Canada's enforcement slack: report
The annual U.S. State Department report said Canada complies with the "minimum standards," but it also criticizes the country for lacking punch.
"Over the last year, Canada increased victim protection and prevention efforts, but demonstrated limited progress on law-enforcement efforts against trafficking offenders," the document says.
Perrin, who was consulted on the report, said Canada has the basic framework in place to combat human trafficking and protect its victims, but more effort is needed.
He also said Canada has lagged when it comes to rounding up sex tourists, who travel abroad abusing children. Perrin said sex tourism drives human trafficking around the world.
Canada, meanwhile, has convicted only one person in the past decade on sex-tourism charges, he said.
"We've really fallen behind globally in preventing our child-sex offenders from exploiting children in impoverished countries overseas," said Perrin, the founder of The Future Group, a non-governmental organization dedicated to ending human trafficking.
Traffickers rely on student, working visas
The report says most of the women and children exploited in Canada are trafficked primarily from Asia and eastern Europe.

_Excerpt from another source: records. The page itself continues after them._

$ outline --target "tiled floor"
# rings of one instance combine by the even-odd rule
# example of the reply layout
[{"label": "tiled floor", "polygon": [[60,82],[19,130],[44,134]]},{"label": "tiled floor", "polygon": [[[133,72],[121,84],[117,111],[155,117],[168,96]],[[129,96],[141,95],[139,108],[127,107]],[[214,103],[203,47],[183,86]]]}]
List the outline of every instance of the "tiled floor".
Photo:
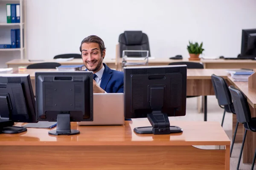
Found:
[{"label": "tiled floor", "polygon": [[[207,97],[207,120],[217,121],[221,123],[223,116],[223,110],[219,107],[215,96]],[[186,113],[185,116],[173,117],[171,118],[173,120],[204,121],[204,114],[197,111],[197,99],[196,98],[187,99]],[[232,139],[232,114],[226,113],[223,125],[223,128],[231,141]],[[230,158],[230,170],[236,170],[238,158],[241,147],[241,143],[235,144]],[[251,164],[244,164],[242,160],[240,162],[239,170],[250,170]],[[254,166],[256,170],[256,165]]]}]

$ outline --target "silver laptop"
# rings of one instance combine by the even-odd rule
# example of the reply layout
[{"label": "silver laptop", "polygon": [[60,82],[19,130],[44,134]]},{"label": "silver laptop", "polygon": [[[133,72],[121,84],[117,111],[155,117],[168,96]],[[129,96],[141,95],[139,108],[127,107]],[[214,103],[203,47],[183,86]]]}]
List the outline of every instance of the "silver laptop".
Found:
[{"label": "silver laptop", "polygon": [[93,121],[80,125],[122,125],[125,124],[123,93],[93,94]]}]

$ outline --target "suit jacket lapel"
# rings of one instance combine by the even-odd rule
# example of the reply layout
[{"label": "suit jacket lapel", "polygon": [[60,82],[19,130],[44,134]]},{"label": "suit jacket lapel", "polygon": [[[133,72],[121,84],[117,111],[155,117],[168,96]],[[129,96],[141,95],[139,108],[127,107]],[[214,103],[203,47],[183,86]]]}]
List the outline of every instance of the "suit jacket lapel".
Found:
[{"label": "suit jacket lapel", "polygon": [[105,90],[106,87],[109,81],[111,76],[112,76],[112,70],[110,68],[107,66],[105,63],[103,63],[105,69],[102,78],[102,81],[100,83],[100,87],[104,90]]}]

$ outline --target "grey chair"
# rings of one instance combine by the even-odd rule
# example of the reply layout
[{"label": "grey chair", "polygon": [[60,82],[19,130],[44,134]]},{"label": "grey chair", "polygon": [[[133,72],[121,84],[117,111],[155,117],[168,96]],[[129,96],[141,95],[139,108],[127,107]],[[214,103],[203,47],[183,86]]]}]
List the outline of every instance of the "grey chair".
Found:
[{"label": "grey chair", "polygon": [[[222,118],[222,121],[221,121],[221,126],[223,126],[226,112],[236,114],[234,108],[234,105],[232,102],[231,95],[228,89],[228,86],[225,79],[223,77],[212,74],[212,82],[213,86],[215,96],[218,100],[219,106],[224,109],[223,117]],[[234,133],[234,136],[232,140],[232,144],[230,148],[230,157],[232,154],[232,150],[233,150],[234,143],[236,139],[238,125],[239,122],[237,122],[236,126],[236,130]]]},{"label": "grey chair", "polygon": [[58,62],[40,62],[32,64],[27,66],[27,69],[54,69],[61,65]]},{"label": "grey chair", "polygon": [[[252,132],[256,132],[256,117],[251,117],[249,105],[243,93],[239,89],[235,88],[233,86],[230,86],[229,89],[231,94],[231,97],[233,99],[234,108],[236,113],[237,121],[239,123],[242,123],[244,128],[245,129],[236,167],[236,169],[239,170],[247,131],[250,130]],[[253,169],[256,157],[256,150],[254,153],[251,170]]]}]

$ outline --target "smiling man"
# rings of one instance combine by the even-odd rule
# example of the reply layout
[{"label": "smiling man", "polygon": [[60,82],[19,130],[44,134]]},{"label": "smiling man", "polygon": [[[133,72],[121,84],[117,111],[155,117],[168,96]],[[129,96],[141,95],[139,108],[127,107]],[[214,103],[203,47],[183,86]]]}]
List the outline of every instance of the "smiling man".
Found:
[{"label": "smiling man", "polygon": [[101,38],[87,37],[81,42],[80,51],[87,70],[93,72],[94,93],[124,92],[123,72],[112,70],[103,62],[106,48]]}]

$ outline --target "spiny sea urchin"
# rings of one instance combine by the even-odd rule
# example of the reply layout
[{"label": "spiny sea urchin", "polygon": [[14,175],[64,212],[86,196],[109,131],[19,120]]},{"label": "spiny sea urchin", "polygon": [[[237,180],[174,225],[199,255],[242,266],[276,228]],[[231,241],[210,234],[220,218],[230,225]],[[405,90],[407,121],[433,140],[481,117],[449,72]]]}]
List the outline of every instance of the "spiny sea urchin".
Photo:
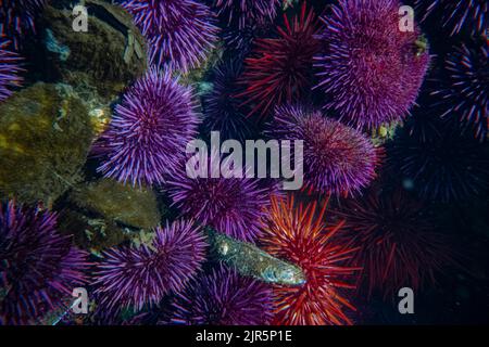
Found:
[{"label": "spiny sea urchin", "polygon": [[415,7],[423,14],[422,21],[441,20],[442,27],[448,28],[451,36],[465,29],[472,35],[480,35],[489,25],[486,0],[416,0]]},{"label": "spiny sea urchin", "polygon": [[95,285],[100,305],[109,309],[158,304],[164,295],[184,288],[205,257],[205,241],[191,220],[156,228],[151,245],[111,248],[98,265]]},{"label": "spiny sea urchin", "polygon": [[323,17],[315,59],[325,107],[359,128],[402,119],[429,63],[417,28],[401,31],[398,0],[340,0]]},{"label": "spiny sea urchin", "polygon": [[0,0],[0,35],[13,40],[15,50],[28,31],[35,31],[34,18],[47,0]]},{"label": "spiny sea urchin", "polygon": [[191,89],[152,68],[115,107],[95,146],[103,158],[98,170],[133,185],[161,183],[184,158],[198,124]]},{"label": "spiny sea urchin", "polygon": [[449,80],[431,92],[441,98],[442,116],[457,116],[475,129],[476,138],[486,140],[489,132],[489,49],[462,44],[446,60]]},{"label": "spiny sea urchin", "polygon": [[354,287],[346,281],[359,269],[346,266],[344,261],[355,249],[334,237],[338,236],[342,222],[324,224],[326,206],[317,210],[316,202],[296,205],[293,196],[272,200],[261,241],[273,256],[301,267],[306,279],[301,286],[274,288],[274,323],[351,324],[343,310],[354,307],[343,297],[342,288]]},{"label": "spiny sea urchin", "polygon": [[86,284],[87,254],[55,227],[55,214],[0,204],[0,322],[33,323]]},{"label": "spiny sea urchin", "polygon": [[221,266],[193,280],[173,308],[174,324],[263,325],[272,320],[272,291]]},{"label": "spiny sea urchin", "polygon": [[241,241],[260,235],[264,208],[275,185],[251,178],[189,178],[178,172],[166,184],[167,192],[186,216]]},{"label": "spiny sea urchin", "polygon": [[136,25],[149,41],[154,65],[188,72],[202,62],[217,39],[211,10],[193,0],[127,0]]},{"label": "spiny sea urchin", "polygon": [[275,111],[271,132],[303,140],[304,185],[323,193],[352,194],[375,177],[379,151],[358,130],[300,106]]},{"label": "spiny sea urchin", "polygon": [[256,39],[240,77],[246,90],[243,104],[251,104],[249,115],[268,115],[276,105],[294,103],[312,87],[313,55],[318,52],[318,21],[303,3],[300,14],[291,21],[284,14],[278,38]]},{"label": "spiny sea urchin", "polygon": [[350,264],[363,268],[358,287],[364,283],[367,295],[393,296],[403,286],[417,290],[453,265],[446,237],[434,231],[429,209],[401,189],[376,185],[342,202],[334,214],[346,220],[343,240],[359,247]]},{"label": "spiny sea urchin", "polygon": [[18,76],[21,57],[9,51],[9,41],[0,40],[0,102],[12,94],[11,87],[18,87],[22,82]]}]

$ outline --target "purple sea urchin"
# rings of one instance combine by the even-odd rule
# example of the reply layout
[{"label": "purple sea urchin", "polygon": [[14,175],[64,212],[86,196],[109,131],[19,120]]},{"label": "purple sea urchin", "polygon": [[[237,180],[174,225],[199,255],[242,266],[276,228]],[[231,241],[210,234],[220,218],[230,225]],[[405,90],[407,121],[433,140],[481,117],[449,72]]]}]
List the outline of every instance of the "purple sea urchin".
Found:
[{"label": "purple sea urchin", "polygon": [[272,321],[272,291],[221,266],[192,281],[173,308],[175,324],[263,325]]},{"label": "purple sea urchin", "polygon": [[160,183],[185,155],[199,119],[190,88],[168,72],[151,69],[115,107],[109,129],[96,144],[99,171],[133,185]]},{"label": "purple sea urchin", "polygon": [[489,50],[486,44],[456,48],[446,60],[449,81],[431,92],[441,98],[442,116],[459,116],[485,140],[489,131]]},{"label": "purple sea urchin", "polygon": [[419,30],[399,29],[399,8],[397,0],[340,0],[322,18],[317,87],[329,97],[325,107],[359,128],[402,119],[428,67]]},{"label": "purple sea urchin", "polygon": [[22,78],[18,76],[21,57],[8,50],[10,42],[0,40],[0,102],[12,94],[10,87],[21,86]]},{"label": "purple sea urchin", "polygon": [[217,14],[239,29],[272,22],[279,5],[280,0],[214,0]]},{"label": "purple sea urchin", "polygon": [[362,267],[358,287],[364,283],[368,296],[379,291],[391,297],[403,286],[417,290],[454,264],[427,206],[401,189],[374,184],[363,196],[342,202],[335,215],[346,220],[342,240],[359,248],[350,264]]},{"label": "purple sea urchin", "polygon": [[275,137],[304,141],[304,185],[317,192],[350,194],[375,177],[379,151],[358,130],[297,106],[275,111]]},{"label": "purple sea urchin", "polygon": [[192,179],[179,172],[167,191],[185,215],[235,239],[254,241],[274,188],[251,178]]},{"label": "purple sea urchin", "polygon": [[177,220],[156,228],[152,244],[111,248],[98,266],[96,282],[100,304],[109,309],[158,304],[180,291],[204,259],[204,235],[193,221]]},{"label": "purple sea urchin", "polygon": [[416,10],[423,20],[441,18],[450,35],[457,35],[467,28],[472,35],[484,34],[488,28],[489,3],[486,0],[416,0]]},{"label": "purple sea urchin", "polygon": [[13,40],[20,48],[21,38],[34,31],[34,17],[46,4],[46,0],[0,0],[0,34]]},{"label": "purple sea urchin", "polygon": [[86,283],[87,254],[55,224],[55,214],[0,205],[0,322],[32,323]]},{"label": "purple sea urchin", "polygon": [[151,47],[150,61],[187,72],[205,59],[217,39],[212,12],[192,0],[128,0],[123,7]]}]

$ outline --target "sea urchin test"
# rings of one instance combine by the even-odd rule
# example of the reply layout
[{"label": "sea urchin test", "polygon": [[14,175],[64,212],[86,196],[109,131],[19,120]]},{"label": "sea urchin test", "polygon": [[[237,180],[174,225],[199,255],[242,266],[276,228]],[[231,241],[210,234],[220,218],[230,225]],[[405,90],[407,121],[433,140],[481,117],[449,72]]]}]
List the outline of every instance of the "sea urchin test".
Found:
[{"label": "sea urchin test", "polygon": [[[291,149],[293,147],[293,155]],[[284,178],[284,190],[299,190],[303,183],[303,141],[246,140],[244,151],[237,140],[221,144],[218,131],[211,132],[211,155],[204,141],[193,139],[187,143],[187,176],[196,178]],[[268,155],[269,152],[269,165]],[[255,156],[255,153],[258,154]],[[228,154],[223,157],[224,154]],[[293,168],[292,168],[293,159]],[[243,168],[243,160],[246,162]],[[210,167],[209,167],[210,166]],[[258,174],[255,176],[255,174]],[[290,180],[292,179],[292,180]]]}]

Perrin said many of these foreigners enter Canada on student and working visas or by posing as a relative of someone already in the country.

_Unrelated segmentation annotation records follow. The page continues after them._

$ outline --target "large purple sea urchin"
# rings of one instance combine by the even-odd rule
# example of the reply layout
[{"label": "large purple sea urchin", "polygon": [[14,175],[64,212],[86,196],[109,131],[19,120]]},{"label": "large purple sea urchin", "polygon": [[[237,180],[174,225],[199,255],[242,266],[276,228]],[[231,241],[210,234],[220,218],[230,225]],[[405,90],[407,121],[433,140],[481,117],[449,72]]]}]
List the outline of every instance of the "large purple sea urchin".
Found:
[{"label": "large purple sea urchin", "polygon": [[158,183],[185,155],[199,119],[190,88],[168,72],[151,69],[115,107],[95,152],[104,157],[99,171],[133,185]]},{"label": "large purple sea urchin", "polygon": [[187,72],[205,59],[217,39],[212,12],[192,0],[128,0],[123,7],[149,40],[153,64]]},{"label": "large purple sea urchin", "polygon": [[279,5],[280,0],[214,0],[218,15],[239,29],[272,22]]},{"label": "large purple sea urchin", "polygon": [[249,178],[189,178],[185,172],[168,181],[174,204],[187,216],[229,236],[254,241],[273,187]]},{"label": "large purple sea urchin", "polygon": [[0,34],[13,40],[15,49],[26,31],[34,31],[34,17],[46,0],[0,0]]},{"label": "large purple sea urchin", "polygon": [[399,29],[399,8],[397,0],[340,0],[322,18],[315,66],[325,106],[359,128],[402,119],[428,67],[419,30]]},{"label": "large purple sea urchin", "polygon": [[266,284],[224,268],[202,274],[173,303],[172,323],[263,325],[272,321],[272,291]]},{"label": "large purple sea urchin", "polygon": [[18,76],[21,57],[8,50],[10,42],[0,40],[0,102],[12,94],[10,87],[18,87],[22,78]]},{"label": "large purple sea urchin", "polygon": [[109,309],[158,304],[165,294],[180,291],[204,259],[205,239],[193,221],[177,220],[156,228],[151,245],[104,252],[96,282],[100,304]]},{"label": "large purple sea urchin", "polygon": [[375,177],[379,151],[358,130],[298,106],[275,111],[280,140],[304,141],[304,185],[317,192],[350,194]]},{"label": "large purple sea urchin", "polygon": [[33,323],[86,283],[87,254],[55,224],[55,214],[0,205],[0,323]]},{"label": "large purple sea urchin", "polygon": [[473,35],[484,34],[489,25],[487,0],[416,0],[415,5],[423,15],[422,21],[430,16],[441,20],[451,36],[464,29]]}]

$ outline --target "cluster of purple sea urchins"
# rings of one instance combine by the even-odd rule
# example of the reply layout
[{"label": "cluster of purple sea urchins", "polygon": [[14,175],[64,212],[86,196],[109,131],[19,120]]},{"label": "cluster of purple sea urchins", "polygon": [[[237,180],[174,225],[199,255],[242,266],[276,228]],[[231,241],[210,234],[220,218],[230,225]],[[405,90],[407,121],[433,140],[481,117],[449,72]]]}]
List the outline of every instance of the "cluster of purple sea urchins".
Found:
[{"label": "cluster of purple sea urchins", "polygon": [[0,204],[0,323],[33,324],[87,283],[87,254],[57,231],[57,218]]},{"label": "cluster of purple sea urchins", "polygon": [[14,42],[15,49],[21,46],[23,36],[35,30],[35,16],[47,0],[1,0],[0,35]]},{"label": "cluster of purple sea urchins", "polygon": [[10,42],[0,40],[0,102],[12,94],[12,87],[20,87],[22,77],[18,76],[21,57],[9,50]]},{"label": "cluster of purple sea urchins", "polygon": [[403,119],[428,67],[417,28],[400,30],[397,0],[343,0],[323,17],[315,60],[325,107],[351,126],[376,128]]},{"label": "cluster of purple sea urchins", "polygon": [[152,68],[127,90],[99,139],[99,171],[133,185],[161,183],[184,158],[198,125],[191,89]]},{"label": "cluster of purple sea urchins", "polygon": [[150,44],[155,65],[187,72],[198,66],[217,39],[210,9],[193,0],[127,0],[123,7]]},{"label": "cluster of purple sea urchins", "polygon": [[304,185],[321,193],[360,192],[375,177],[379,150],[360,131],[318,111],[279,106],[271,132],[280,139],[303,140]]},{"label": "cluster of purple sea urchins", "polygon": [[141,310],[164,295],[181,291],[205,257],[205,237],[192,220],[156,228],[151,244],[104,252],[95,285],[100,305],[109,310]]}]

"It really runs the gamut, there's been no limit to the creativity that traffickers have used to secure the entry of their victims into our country," he said.
He said most trafficked individuals in Canada face psychological and physical threats from their captors. Many don't speak English or French and have been told they will be charged if they go to the authorities.

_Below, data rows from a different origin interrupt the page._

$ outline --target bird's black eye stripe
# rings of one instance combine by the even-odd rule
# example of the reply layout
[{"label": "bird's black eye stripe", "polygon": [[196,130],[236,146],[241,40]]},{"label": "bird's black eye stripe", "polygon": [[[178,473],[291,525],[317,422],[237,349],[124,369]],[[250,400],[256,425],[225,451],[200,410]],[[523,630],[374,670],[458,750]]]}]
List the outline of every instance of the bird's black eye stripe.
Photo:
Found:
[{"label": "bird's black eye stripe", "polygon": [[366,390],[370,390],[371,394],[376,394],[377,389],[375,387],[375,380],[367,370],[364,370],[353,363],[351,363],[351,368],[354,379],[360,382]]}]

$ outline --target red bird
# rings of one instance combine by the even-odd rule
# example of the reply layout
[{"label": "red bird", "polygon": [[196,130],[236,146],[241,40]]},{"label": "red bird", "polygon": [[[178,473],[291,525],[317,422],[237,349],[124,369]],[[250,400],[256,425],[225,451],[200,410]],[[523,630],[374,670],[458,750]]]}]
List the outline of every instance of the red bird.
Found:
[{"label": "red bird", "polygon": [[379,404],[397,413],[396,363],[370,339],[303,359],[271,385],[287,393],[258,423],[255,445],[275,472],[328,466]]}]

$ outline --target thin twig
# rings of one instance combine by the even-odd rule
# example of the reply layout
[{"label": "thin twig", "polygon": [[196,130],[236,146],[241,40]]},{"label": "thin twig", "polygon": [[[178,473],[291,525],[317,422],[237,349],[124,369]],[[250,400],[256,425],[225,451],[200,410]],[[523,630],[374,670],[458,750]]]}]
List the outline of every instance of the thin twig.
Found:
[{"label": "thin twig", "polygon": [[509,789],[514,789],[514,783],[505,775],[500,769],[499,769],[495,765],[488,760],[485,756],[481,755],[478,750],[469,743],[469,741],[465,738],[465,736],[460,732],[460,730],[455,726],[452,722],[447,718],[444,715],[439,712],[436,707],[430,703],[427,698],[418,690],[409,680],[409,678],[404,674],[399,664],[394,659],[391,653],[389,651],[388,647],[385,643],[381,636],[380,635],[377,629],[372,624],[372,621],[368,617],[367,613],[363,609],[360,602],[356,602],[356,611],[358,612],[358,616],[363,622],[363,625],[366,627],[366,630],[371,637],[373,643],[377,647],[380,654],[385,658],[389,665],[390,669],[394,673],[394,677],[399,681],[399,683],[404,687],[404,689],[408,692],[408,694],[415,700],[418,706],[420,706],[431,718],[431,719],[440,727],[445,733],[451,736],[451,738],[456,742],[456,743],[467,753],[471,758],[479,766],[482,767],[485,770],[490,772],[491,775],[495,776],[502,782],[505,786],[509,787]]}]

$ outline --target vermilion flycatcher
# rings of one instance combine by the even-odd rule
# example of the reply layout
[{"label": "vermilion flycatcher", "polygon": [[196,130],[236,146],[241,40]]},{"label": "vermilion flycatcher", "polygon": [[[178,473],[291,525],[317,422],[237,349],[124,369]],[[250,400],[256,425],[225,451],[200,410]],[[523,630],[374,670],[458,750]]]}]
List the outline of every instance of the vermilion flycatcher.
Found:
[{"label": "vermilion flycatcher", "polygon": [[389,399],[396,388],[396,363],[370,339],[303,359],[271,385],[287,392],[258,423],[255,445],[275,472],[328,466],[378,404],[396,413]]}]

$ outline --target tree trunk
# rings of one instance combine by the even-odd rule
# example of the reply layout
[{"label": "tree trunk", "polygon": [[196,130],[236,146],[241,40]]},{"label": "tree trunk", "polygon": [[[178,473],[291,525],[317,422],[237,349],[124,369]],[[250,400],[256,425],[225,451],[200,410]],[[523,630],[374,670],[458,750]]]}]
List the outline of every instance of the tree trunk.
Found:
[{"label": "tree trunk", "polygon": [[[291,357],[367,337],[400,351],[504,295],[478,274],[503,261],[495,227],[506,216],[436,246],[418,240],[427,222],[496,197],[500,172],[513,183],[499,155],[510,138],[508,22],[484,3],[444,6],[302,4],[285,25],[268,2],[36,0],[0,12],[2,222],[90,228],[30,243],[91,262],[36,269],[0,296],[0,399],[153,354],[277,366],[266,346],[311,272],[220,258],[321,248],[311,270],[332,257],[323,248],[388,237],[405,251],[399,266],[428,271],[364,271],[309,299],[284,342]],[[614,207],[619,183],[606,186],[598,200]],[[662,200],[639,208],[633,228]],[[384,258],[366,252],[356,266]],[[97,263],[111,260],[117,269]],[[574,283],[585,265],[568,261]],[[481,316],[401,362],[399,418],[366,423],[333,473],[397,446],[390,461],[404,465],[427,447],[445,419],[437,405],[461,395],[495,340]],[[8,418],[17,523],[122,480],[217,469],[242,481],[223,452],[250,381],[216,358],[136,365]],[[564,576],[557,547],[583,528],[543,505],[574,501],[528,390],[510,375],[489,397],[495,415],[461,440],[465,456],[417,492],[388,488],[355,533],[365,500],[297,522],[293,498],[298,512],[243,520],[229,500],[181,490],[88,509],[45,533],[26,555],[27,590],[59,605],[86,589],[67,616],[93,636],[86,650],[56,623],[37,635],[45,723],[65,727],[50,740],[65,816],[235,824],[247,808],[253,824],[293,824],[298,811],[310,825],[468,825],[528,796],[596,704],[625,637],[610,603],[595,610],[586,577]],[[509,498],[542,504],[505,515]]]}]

"It makes human trafficking one of the most under-reported and hard to investigate criminal offences in our entire Criminal Code," Perrin said.
He said a 2004 RCMP estimate states about 600 people are trafficked to Canada for sexual exploitation each year, while another 1,500 to 2,200 are brought through the country on their way to the United States.
Perrin also said major international sporting events, particularly those that draw large amounts of men, have also been a catalyst for human trafficking.
With the Vancouver Olympics in 2010 on the horizon, Perrin is hoping more will be done to minimize the scope of the sex-slave industry.
A 2007 report by The Future Group reported the 2006 World Cup in Germany experienced a short-term increase in the demand for prostitutes, but information campaigns, immigration controls and law-enforcement action likely stopped traffickers from meeting it.
Meanwhile, DiFruscia said demonstrators dressed in black will hand out hundreds of postcards Saturday on Montreal's Crescent Street, the official downtown partying point of the Canadian Grand Prix.
The messages will be addressed to Prime Minister Stephen Harper, demanding he take more action on human trade.
"We're not bashing the Grand Prix; it's just to make sure people are aware when there are big sporting events in a city that this happens," said DiFruscia, the co-ordinator of the social action office of the Catholic Archdiocese of Montreal.